Now, don’t get me wrong. I’ve had some really amazing experiences so far in my twenties. I really have discovered a deeper sense of myself, although, I’m coming to realize that that is an everlasting journey. And yet, at least in recent times, there is absolutely no stability in my life. At all. It could also be the fact that I’m graduating. But right now, I feel as if everything in my life is unstable, about to undergo a major transition. I’m graduating, aka losing my job (and have yet to find a new one). Not only that, but I have no idea what I want to do “when I grow up.” I’m trying to emotionally prepare myself for leaving so many amazing friends that I didn’t even realize I had in Buffalo until recently. It’s just…a lot. Everything is changing – relationships, friendships, jobs, location, school, my purpose, my path…and surprise! I have absolutely no control over any of it.

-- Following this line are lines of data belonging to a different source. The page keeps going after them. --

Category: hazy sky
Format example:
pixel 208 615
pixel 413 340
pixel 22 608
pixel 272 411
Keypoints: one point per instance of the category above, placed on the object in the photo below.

So, what do you do when you feel like your life is spiraling out of control?

  1. Just breathe
    • I’m not kidding. This really helps. Take a deep breath for 4 counts, hold for 2, and then release the breath.  Now repeat. Repeat again. I’ve been doing this a lot lately, because to be honest, I’ve needed it. Taking deep breaths centers you, and brings you back to your core. Everything else might be up in the air, but I still have breath, and having that reminder brings me back.
  2. Do what you need to do, so you can do what you want to do
    • You know what? I hate transcribing interviews. But if I want to graduate, I have to do it. And you want to know what else? The job search is incredibly stressful, but I need to apply to jobs so I can actually do something with my life after graduation. It sucks, and that’s okay, but some things, you just can’t avoid.
  3. Take time for yourself today, so you can be your best self tomorrow 
    • AKA, instead of going out with friends, buy yourself $50 worth of wine on a Friday night, stay in, drink, clean your room, and sleep. Hypothetically speaking, of course. And I can’t take credit for this one. A good friend of mine gave me this little nugget of advice. In other words, do what you need to do to take care of yourself today, right now, when you need it, so that way, you can be your best self for others, later.
  4. Trust the universe. 
    • This is my new favorite saying lately. I apologize, I feel like it’s been in the past twenty blog posts I’ve written, and I say it at least five times a day. But really, trust in the universe, and the universe will give back. Others choose to pray. I choose to trust in the universe. It’s the idea of karma. Send good vibes out, and good vibes will be returned.

And although it was much easier as a six year old playing House, it is (kind of) exciting to be actually living a real life now, no matter how stressful it may be.